A.B.: Ti avevo incontrato in un posto di merda, nel privè di un locale di milanesi,avevi suonato per della gente di merda ed era la prima volta che incontravo a quattr'occhi il mio Generale. Sai non ci potevo credere. Ti senti meno aggressivo come front-man e più comunicatore ora ?
J.S.: Sai, in questi otto anni mi sono chiesto se tutto quello che avevo fatto mi avesse portato saggezza. E la risposta è no. Continuo a cercarla ed acquisirla. Cio ho pensato per dieci anni.E non sono ancora certo di nulla. L'unica cosa di cui mi importa è che Tony Adams diventi il capitano.
A.B.: So che hai tre figli.
J.S.: Si, tre femmine. La più grande ha sette anni.
A.B.: In questi anni ti sei dedicato a loro, alla tua famiglia?
J.S.: Si.
A.B.: Quindi quale è la tua priorità ora : musica o famiglia ?
J.S.: E' una domanda che mi faccio ogni giorno e non c'è mai una risposta. E' un gran casino. Quando segui una strada non puoi lasciarla. Quando sono in tour mi piacerebbe portare la mia famiglia con me, ma è faticoso per una bambina di sette anni viaggiare e dormire su un bus. Lo abbiamo fatto nel tour americano, ma loro adesso sono tornate in Inghilterra e si sono prese una pausa.

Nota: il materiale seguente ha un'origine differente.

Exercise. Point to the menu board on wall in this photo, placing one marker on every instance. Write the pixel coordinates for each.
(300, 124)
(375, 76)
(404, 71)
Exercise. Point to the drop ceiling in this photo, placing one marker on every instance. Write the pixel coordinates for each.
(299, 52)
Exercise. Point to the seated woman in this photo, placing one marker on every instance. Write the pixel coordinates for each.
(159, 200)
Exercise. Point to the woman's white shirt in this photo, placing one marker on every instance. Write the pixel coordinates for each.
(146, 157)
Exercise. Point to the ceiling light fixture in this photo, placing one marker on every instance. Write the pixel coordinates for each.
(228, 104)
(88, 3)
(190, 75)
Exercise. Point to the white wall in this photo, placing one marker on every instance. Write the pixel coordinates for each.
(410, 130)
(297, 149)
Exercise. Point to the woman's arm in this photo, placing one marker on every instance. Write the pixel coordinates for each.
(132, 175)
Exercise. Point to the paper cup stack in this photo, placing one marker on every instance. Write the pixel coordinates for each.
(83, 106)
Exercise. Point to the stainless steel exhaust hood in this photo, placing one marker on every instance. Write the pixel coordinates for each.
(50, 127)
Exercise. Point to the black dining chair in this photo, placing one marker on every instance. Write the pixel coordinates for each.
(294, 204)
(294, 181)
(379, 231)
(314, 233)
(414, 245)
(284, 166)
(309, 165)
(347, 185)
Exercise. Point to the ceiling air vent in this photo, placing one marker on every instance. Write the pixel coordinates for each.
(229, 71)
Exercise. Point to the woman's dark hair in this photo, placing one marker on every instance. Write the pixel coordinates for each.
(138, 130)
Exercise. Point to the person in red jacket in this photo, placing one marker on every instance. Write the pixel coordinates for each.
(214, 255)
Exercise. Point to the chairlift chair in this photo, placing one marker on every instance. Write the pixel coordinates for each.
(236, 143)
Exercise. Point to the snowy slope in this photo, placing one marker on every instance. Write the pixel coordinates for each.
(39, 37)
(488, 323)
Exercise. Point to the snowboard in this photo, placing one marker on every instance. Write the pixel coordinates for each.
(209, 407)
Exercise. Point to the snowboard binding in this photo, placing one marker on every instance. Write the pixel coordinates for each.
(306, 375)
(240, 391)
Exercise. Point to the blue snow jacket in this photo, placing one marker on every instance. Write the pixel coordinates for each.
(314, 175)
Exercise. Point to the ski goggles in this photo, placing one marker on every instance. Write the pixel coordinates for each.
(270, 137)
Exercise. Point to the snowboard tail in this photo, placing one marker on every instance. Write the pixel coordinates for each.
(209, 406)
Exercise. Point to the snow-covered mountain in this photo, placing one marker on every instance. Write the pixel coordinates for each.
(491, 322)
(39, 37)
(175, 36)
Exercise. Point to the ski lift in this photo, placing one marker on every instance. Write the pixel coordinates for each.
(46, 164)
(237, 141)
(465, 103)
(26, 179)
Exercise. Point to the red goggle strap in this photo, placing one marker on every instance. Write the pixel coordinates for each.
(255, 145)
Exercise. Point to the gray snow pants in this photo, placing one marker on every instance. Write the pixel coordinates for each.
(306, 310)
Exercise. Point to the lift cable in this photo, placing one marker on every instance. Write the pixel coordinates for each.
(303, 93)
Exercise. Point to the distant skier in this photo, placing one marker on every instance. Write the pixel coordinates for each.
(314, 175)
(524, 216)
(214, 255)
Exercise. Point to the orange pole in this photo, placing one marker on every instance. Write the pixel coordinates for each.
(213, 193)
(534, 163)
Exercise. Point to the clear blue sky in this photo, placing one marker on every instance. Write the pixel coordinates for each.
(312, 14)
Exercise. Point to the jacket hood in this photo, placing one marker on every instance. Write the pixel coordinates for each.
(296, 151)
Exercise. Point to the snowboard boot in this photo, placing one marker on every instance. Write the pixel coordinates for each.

Di una pausa sembra averne bisogno anche lui, E' stanco dal concerto, non ha più voce e forse ci vuole troppa concentrazione per cercare di capire il mio inglese. Quello di cui avrei bisogno io invece è una dose di Pentotal da somministrargli per fargli dire tutte le verità sui miracoli compiuti anche a sua insaputa sul mio pianeta. Ma …niente Pentotal e quindi fine dell'intervista.